A wealth of further investigations by many researchers over the following half-century followed these attacks upon the orthodox explanations. Information progressively emerged to suggest that each of the many identified causes of acute renal impairment was likely to have its individual mechanism, but also that often multiple mechanisms interacted in each individual patient. The situation was far more complex than had originally appeared to Graham Bull when he proposed his single unifying mechanism. The disadvantage that he had faced appeared in retrospect to have recapitulated the historical problem faced by generations of clinicians prior to him who had addressed the same problem: difficulties at the clinical, the biochemical, the histological and the philosophical levels. Clinically, he and those around him recognised the occurrence of acute renal impairment by the presence of anuria, not discerning that non-oliguric forms could occur; also working before the relationships of many of the symptoms and other manifestations to the disease process had been clarified. Biochemically, the lack of availability of routine, repeated and automated testing of chemical levels in the serum and urine stymied management of patients. Histologically, coping with a lack of biopsy material to provide information at progressive stages of the disease process; and a lack of controlled trials on significant numbers of patients to validate individual observations. Philosophically, an assumption that a single mechanism would suffice to explain the process in all cases, rather than a recognition that each case was a unique example of disease and would probably have individual characteristics at a pathogenetic level of diagnosis, just as it had at a clinical level.


And into the future

Soiled as it now is, the term acute tubular necrosis persists in the contemporary medical vocabulary. It appears in the chapters on acute impairment of renal function of many textbooks. Remarkably, the authors of these volumes commonly stigmatise it whilst continuing to use it. Comments appear such as:

‘The term tubular necrosis is a misnomer because the alterations are not limited to the tubular structures and true cellular necrosis in human ATN is often minimal. However the term acute tubular necrosis is commonly used in the clinical setting. To make things even more confusing, the terms acute tubular necrosis, acute renal failure and acute kidney injury are frequently used interchangeably in the literature…’ (31).

Although in clinical practice the term acute tubular necrosis (ATN) is often used synonymously with AKI, these terms should not be used interchangeably. Although ATN is the most common form of intrinsic AKI, particularly in critically ill patients, it represents only one of multiple causes of AKI’ (32).

‘While renal dysfunction due to acute tubular cell injury is still often referred to clinically as “acute tubular necrosis,” the changes found on pathological examination are generally more subtle. Indeed, as we shall see, “acute tubular injury’ is a more suitable term for this most common form of ARF’ (33).

But is indeed injury a preferable term by which to describe acute impairment of renal function?
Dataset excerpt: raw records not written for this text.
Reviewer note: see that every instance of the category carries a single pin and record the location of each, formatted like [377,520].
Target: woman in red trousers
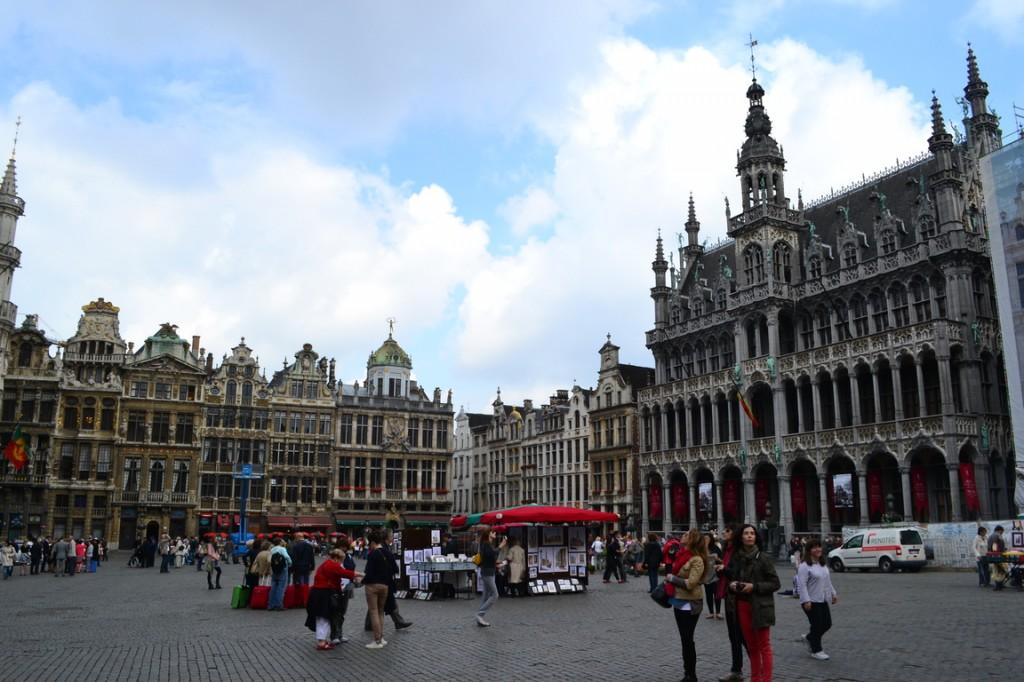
[754,582]
[327,582]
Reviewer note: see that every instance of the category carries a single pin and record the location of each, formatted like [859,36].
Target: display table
[459,576]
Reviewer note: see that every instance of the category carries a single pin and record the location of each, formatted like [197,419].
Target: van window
[910,538]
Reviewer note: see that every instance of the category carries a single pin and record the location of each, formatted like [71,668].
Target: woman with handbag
[320,607]
[212,564]
[488,565]
[753,581]
[685,590]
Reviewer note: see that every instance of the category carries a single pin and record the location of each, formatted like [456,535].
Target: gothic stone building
[859,329]
[614,444]
[394,446]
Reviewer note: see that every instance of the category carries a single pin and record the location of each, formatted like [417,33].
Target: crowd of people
[67,556]
[734,580]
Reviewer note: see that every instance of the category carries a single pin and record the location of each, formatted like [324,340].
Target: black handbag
[660,597]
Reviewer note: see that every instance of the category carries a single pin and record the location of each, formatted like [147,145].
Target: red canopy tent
[546,514]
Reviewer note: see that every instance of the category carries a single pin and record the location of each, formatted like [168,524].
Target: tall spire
[8,185]
[938,124]
[983,127]
[692,226]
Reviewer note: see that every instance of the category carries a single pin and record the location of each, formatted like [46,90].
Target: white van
[886,549]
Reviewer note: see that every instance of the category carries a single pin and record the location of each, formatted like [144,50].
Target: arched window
[814,267]
[939,293]
[696,305]
[888,242]
[780,262]
[978,291]
[849,255]
[922,300]
[901,313]
[824,326]
[858,308]
[726,343]
[842,320]
[807,331]
[157,476]
[880,310]
[754,264]
[25,354]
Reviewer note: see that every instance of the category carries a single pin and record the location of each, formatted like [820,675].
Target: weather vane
[752,44]
[17,124]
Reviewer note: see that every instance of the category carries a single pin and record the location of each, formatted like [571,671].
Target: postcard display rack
[556,558]
[415,553]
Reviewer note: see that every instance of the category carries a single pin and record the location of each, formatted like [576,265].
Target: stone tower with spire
[982,127]
[11,208]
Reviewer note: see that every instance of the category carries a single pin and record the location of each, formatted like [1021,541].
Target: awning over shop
[299,521]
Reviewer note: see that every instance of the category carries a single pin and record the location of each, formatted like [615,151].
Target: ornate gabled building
[524,454]
[300,471]
[468,474]
[85,436]
[858,329]
[11,208]
[161,413]
[614,443]
[394,445]
[30,406]
[236,432]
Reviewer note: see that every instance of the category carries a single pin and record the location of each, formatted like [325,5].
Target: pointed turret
[760,165]
[659,292]
[983,127]
[946,181]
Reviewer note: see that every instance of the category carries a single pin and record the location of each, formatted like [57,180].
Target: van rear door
[911,546]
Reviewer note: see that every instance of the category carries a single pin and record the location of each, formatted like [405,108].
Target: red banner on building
[654,501]
[798,493]
[919,488]
[761,496]
[970,486]
[730,498]
[876,502]
[680,501]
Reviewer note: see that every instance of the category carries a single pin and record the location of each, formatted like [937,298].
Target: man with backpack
[281,562]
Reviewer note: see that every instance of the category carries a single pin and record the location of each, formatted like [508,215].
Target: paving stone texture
[129,624]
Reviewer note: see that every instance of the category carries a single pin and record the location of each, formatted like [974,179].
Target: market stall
[554,539]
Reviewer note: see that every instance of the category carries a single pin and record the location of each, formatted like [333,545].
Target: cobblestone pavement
[124,624]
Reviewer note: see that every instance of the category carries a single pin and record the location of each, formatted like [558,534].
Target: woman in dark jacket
[730,538]
[379,573]
[651,559]
[754,582]
[327,583]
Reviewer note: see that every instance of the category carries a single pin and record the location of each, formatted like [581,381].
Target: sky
[493,176]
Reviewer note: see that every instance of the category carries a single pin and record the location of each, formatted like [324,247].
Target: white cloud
[1004,17]
[271,244]
[651,128]
[534,208]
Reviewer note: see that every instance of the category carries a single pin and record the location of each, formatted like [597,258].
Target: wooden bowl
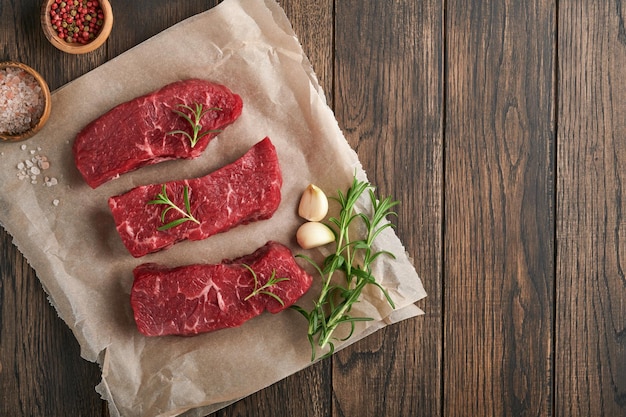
[45,91]
[76,48]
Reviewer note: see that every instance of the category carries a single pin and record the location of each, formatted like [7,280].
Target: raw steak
[193,299]
[242,192]
[135,133]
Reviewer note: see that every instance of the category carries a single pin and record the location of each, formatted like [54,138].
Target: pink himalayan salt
[21,101]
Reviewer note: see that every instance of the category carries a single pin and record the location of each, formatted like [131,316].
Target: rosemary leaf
[194,121]
[163,198]
[352,260]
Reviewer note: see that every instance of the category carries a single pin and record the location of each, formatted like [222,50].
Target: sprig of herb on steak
[162,198]
[263,289]
[193,118]
[352,259]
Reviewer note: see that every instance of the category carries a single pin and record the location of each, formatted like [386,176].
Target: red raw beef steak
[244,191]
[137,133]
[200,298]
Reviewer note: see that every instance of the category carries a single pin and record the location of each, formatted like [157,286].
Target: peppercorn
[70,17]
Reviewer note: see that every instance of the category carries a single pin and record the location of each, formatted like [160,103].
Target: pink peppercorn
[69,17]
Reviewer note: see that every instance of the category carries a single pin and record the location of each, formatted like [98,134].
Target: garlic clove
[313,204]
[314,234]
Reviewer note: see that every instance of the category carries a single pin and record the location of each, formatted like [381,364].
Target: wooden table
[501,126]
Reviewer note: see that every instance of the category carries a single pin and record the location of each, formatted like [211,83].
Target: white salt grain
[21,101]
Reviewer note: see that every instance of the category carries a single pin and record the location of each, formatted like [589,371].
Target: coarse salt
[21,101]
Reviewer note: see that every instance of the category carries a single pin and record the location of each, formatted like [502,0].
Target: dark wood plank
[138,20]
[499,220]
[590,367]
[389,101]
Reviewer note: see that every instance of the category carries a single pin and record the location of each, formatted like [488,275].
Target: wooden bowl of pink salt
[24,101]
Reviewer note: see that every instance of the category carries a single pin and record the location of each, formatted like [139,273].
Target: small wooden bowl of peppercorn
[77,26]
[24,101]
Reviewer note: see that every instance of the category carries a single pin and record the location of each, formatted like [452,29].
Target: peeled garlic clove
[314,234]
[313,204]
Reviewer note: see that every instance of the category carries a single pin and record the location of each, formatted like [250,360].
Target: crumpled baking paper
[68,236]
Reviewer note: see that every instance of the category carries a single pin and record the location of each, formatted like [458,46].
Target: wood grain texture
[388,100]
[499,232]
[590,368]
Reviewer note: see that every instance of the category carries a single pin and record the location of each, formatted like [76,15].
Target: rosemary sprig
[263,289]
[162,198]
[353,259]
[194,120]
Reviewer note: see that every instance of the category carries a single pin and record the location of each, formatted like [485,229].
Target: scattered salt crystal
[32,167]
[21,101]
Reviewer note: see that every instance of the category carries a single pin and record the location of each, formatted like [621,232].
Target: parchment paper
[68,235]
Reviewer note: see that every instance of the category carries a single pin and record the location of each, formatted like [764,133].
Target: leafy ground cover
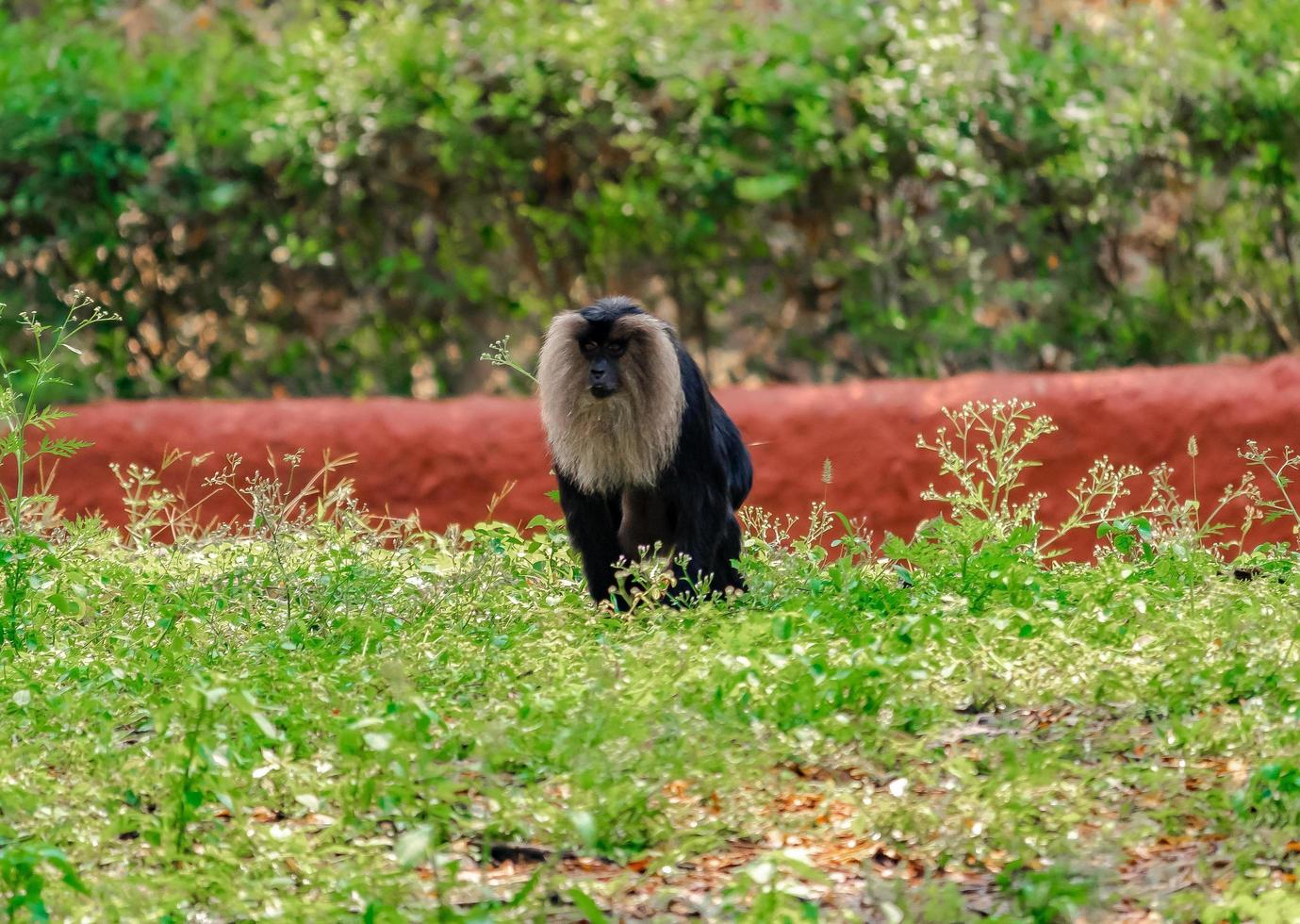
[316,715]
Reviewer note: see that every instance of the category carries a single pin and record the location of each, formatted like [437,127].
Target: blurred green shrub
[322,196]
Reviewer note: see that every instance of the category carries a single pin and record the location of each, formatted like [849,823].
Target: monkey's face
[602,355]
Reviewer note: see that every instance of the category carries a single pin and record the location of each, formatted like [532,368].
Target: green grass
[319,718]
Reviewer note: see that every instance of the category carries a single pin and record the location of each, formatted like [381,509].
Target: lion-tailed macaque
[642,451]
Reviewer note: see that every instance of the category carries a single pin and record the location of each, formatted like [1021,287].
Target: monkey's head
[603,349]
[611,394]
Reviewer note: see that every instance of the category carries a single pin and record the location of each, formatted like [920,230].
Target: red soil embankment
[446,459]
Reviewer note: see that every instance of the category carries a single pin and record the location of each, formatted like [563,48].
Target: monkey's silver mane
[628,438]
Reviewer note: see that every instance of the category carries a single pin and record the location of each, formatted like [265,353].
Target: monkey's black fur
[690,508]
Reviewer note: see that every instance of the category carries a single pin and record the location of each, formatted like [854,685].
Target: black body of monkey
[690,508]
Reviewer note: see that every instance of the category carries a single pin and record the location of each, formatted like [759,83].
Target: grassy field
[318,718]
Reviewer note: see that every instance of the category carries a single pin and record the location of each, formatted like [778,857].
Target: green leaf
[586,906]
[765,189]
[412,846]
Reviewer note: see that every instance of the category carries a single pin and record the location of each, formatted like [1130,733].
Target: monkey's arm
[593,529]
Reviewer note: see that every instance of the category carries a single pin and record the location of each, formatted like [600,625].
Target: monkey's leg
[593,526]
[702,518]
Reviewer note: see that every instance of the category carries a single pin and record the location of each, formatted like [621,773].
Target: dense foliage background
[322,198]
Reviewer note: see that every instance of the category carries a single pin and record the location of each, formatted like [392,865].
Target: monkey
[641,449]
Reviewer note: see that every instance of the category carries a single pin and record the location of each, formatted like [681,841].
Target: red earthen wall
[446,459]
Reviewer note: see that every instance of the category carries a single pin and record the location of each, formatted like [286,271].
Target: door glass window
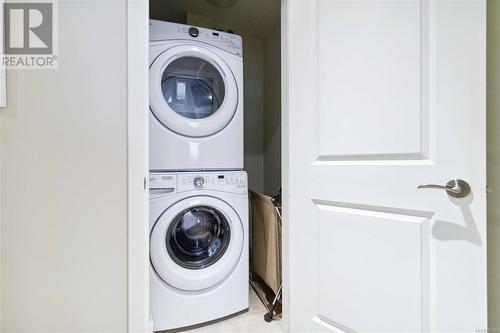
[192,87]
[197,237]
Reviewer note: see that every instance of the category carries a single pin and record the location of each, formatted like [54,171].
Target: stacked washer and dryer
[198,189]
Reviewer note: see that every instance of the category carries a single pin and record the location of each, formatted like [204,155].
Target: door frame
[285,167]
[137,25]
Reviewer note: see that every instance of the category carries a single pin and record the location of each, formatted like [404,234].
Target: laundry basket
[266,243]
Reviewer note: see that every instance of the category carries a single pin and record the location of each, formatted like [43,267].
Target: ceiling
[253,18]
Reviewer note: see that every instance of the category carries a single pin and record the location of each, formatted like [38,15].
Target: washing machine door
[196,243]
[192,91]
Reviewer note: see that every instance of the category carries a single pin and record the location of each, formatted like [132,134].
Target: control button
[194,32]
[198,182]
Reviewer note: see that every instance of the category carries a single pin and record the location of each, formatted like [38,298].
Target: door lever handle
[457,188]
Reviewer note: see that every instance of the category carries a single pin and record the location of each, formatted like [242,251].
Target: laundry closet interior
[259,25]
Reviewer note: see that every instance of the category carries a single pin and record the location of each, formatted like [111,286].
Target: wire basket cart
[266,248]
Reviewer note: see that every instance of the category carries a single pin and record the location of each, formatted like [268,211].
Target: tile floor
[248,322]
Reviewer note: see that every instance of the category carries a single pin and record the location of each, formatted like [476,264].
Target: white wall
[272,112]
[64,181]
[493,102]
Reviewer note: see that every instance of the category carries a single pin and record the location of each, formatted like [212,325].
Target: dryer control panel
[224,181]
[160,30]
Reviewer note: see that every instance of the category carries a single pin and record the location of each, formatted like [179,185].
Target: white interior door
[381,97]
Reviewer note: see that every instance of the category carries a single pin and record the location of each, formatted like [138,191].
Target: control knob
[198,182]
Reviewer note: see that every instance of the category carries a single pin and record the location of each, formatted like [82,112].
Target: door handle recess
[457,188]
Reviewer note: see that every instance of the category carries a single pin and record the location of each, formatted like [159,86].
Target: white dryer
[198,247]
[195,98]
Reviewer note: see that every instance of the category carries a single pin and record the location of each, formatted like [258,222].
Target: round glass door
[197,237]
[192,87]
[193,92]
[196,243]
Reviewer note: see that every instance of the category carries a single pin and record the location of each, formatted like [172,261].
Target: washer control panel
[224,181]
[159,30]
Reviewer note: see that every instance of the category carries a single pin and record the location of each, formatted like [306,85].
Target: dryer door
[192,91]
[196,243]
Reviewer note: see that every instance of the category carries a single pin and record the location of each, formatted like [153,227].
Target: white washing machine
[195,98]
[198,247]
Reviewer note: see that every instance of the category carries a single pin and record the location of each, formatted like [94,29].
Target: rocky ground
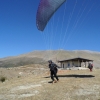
[34,83]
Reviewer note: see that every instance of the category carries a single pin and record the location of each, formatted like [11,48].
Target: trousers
[54,74]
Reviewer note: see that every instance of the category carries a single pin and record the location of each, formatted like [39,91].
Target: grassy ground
[35,84]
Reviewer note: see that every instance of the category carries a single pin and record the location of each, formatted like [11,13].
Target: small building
[75,62]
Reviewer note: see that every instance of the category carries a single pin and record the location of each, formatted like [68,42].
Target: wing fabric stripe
[45,11]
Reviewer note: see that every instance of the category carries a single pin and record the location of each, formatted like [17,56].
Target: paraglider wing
[45,10]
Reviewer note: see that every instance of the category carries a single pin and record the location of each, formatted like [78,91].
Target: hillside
[41,57]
Injury carries a clear overtone of physical damage to, of structural interference with, the kidneys. It therefore poses a structural term to convey the meaning of a syndrome of malfunction. It recapitulates the same problem that acute tubular necrosis faced: describing a physiological process in anatomical words. One might wonder therefore whether AKI might be better translated as the abbreviation for acute kidney impairment (or even ARI: acute renal insufficiency, to mirror the French terminology) rather than commencing yet a further round of scientifically unsound terminology for this long-suffering disease.